The final line is the original expression's minimal DNF. You can also transform it to it's minimal CNF this way:

a·¬b·¬c  + ¬a·b·¬c + ¬a·¬b·c  +  a·b·c
a·¬b·¬c  +  a·b·c  + ¬a·b·¬c  + ¬a·¬b·c          //just permuting
a·(¬b·¬c + b·c)    + ¬a·(b·¬c + ¬b·c)            //distributivity of · over +

//distributivity of + over ·:
(a + ¬a)·(a + (b·¬c + ¬b·c))·((¬b·¬c + b·c) + ¬a)·(¬b·¬c + b·c + b·¬c + ¬b·c)

//complementation: (a + ¬a) = 1
     (1)·(a + (b·¬c + ¬b·c))·((¬b·¬c + b·c) + ¬a)·((¬b·¬c + b·c) + (b·¬c + ¬b·c))

//identity for ·: 1·x = x
         (a + (b·¬c + ¬b·c))·((¬b·¬c + b·c) + ¬a)·(¬b·¬c + b·c + b·¬c + ¬b·c)

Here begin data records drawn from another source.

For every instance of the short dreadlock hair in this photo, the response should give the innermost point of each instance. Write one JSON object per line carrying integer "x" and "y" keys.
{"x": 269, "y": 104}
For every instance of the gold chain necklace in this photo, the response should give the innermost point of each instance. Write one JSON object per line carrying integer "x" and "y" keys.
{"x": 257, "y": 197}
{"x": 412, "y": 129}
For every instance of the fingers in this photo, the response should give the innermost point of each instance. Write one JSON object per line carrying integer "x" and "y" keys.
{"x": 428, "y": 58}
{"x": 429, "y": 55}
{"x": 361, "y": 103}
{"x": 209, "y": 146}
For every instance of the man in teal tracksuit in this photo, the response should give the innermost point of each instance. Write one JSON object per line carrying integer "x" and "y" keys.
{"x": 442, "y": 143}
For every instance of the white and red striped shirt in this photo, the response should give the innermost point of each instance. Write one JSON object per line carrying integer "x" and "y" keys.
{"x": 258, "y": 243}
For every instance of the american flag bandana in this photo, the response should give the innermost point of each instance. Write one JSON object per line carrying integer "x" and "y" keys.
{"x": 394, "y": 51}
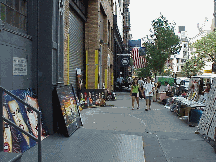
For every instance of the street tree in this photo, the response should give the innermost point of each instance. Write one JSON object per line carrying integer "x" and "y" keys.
{"x": 193, "y": 66}
{"x": 206, "y": 47}
{"x": 162, "y": 44}
{"x": 204, "y": 51}
{"x": 144, "y": 72}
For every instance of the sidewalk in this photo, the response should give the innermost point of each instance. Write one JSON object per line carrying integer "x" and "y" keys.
{"x": 119, "y": 134}
{"x": 92, "y": 143}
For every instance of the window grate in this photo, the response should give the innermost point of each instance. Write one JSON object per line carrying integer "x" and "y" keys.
{"x": 14, "y": 12}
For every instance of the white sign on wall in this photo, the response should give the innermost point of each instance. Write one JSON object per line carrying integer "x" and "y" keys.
{"x": 19, "y": 66}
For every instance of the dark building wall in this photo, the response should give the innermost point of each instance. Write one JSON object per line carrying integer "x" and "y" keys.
{"x": 45, "y": 61}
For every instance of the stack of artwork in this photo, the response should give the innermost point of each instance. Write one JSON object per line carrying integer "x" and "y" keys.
{"x": 22, "y": 116}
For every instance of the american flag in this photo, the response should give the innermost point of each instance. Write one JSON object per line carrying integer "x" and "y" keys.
{"x": 139, "y": 61}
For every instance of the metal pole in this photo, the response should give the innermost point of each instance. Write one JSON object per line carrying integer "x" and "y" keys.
{"x": 100, "y": 68}
{"x": 39, "y": 138}
{"x": 1, "y": 122}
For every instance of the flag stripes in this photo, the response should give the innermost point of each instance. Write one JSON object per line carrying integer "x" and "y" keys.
{"x": 139, "y": 61}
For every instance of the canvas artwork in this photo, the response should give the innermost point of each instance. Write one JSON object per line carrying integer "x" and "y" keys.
{"x": 22, "y": 116}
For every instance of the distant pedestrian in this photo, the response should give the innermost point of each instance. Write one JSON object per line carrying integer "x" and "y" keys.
{"x": 148, "y": 88}
{"x": 135, "y": 92}
{"x": 120, "y": 81}
{"x": 141, "y": 83}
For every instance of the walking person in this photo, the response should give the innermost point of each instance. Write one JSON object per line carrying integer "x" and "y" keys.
{"x": 120, "y": 81}
{"x": 141, "y": 83}
{"x": 148, "y": 88}
{"x": 135, "y": 92}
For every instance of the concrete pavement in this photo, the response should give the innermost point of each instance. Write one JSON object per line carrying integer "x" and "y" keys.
{"x": 119, "y": 134}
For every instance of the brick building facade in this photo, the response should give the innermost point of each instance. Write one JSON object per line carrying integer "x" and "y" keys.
{"x": 99, "y": 45}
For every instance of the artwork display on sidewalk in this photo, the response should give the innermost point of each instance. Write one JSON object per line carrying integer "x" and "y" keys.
{"x": 22, "y": 116}
{"x": 69, "y": 108}
{"x": 92, "y": 97}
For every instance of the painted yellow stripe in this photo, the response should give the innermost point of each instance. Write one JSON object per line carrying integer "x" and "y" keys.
{"x": 68, "y": 61}
{"x": 105, "y": 78}
{"x": 86, "y": 69}
{"x": 96, "y": 69}
{"x": 112, "y": 80}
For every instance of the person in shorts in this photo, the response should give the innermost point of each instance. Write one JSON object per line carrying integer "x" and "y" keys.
{"x": 135, "y": 93}
{"x": 148, "y": 88}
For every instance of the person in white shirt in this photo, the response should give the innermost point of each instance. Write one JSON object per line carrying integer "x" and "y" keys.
{"x": 148, "y": 88}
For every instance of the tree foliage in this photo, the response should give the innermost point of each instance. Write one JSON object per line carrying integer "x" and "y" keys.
{"x": 193, "y": 66}
{"x": 205, "y": 49}
{"x": 162, "y": 45}
{"x": 144, "y": 72}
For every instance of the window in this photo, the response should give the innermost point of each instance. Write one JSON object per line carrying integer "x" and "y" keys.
{"x": 177, "y": 60}
{"x": 14, "y": 12}
{"x": 108, "y": 34}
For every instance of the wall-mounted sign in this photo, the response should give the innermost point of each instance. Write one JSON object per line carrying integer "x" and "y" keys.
{"x": 19, "y": 66}
{"x": 125, "y": 60}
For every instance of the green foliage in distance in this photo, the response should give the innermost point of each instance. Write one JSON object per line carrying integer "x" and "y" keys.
{"x": 193, "y": 66}
{"x": 162, "y": 45}
{"x": 205, "y": 49}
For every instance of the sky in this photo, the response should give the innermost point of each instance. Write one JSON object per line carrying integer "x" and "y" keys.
{"x": 186, "y": 13}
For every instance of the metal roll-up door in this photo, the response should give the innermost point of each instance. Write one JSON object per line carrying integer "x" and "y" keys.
{"x": 76, "y": 32}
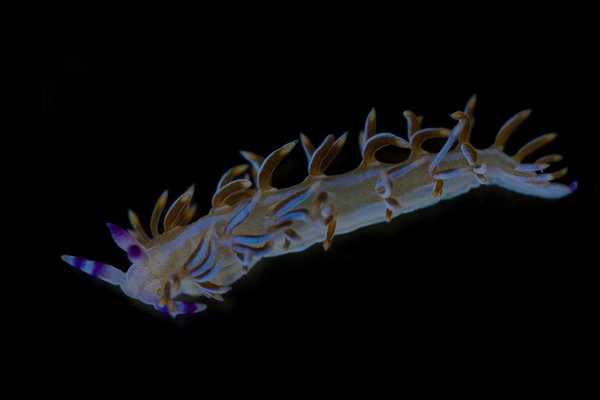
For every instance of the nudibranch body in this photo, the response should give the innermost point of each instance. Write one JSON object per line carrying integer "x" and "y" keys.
{"x": 250, "y": 219}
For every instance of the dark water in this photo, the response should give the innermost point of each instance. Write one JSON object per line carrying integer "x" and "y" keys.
{"x": 492, "y": 287}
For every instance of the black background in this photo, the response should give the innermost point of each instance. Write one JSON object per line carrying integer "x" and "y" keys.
{"x": 485, "y": 291}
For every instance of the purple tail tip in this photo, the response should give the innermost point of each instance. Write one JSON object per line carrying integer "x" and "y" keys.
{"x": 573, "y": 186}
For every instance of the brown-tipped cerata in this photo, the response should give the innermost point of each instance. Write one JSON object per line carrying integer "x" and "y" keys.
{"x": 250, "y": 219}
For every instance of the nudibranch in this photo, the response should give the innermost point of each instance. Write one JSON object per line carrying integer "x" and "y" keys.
{"x": 182, "y": 259}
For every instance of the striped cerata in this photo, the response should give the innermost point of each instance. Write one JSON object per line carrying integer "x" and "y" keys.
{"x": 250, "y": 219}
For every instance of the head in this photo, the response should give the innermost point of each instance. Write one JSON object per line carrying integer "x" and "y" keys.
{"x": 161, "y": 272}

//(¬b·¬c + b·c + b·¬c + ¬b·c) = 1 i.e. sum of all b, c combinations; to be sure:
(a + (b·¬c + ¬b·c))·((¬b·¬c + b·c) + ¬a)·(¬b·(¬c + c) + b·(¬c + c)) //distribut.
(a + (b·¬c + ¬b·c))·((¬b·¬c + b·c) + ¬a)·(¬b·(1) + b·(1))      //complementation
(a + (b·¬c + ¬b·c))·((¬b·¬c + b·c) + ¬a)·(¬b + b)              //identity for ·
(a + (b·¬c + ¬b·c))·((¬b·¬c + b·c) + ¬a)·(1)                   //complementation

(a + (b·¬c + ¬b·c)                      )·((¬b·¬c + b·c) + ¬a) //identity for ·
(a + (b + ¬b)·(b + c)·(¬c + ¬b)·(¬c + c))·((¬b·¬c + b·c) + ¬a) //distributivity
(a +      (1)·(b + c)·(¬c + ¬b)·(1)     )·((¬b·¬c + b·c) + ¬a) //complementation
(a +          (b + c)·(¬c + ¬b)         )·((¬b·¬c + b·c) + ¬a) //identity for ·
              ((a + b + c)·(a + ¬c + ¬b))·((¬b·¬c + b·c) + ¬a) //distributivity
//distribut.: ((a + b + c)·(a + ¬c + ¬b))·((¬b+b)·(¬b + c)·(¬c + b)·(¬c+c) + ¬a)
//complem.:   ((a + b + c)·(a + ¬c + ¬b))·(   (1)·(¬b + c)·(¬c + b)·(1)    + ¬a)
//identity:   ((a + b + c)·(a + ¬c + ¬b))·(       (¬b + c)·(¬c + b)        + ¬a)
//distribut.: ((a + b + c)·(a + ¬c + ¬b))·((¬b + c + ¬a)·(¬c + b + ¬a))

                (a + b + c)·(a + ¬b + ¬c)·(¬a + ¬b + c)·(¬a + b + ¬c)

Your function can be simplified to either one of these expressions:

g = a·¬b·¬c + ¬a·b·¬c + ¬a·¬b·c + a·b·c //minimal DNF
g = (a + b + c)·(a + ¬b + ¬c)·(¬a + ¬b + c)·(¬a + b + ¬c) //minimal CNF

Answer 2

Using De Morgan's laws, you can simplify it further to CNF or DNF.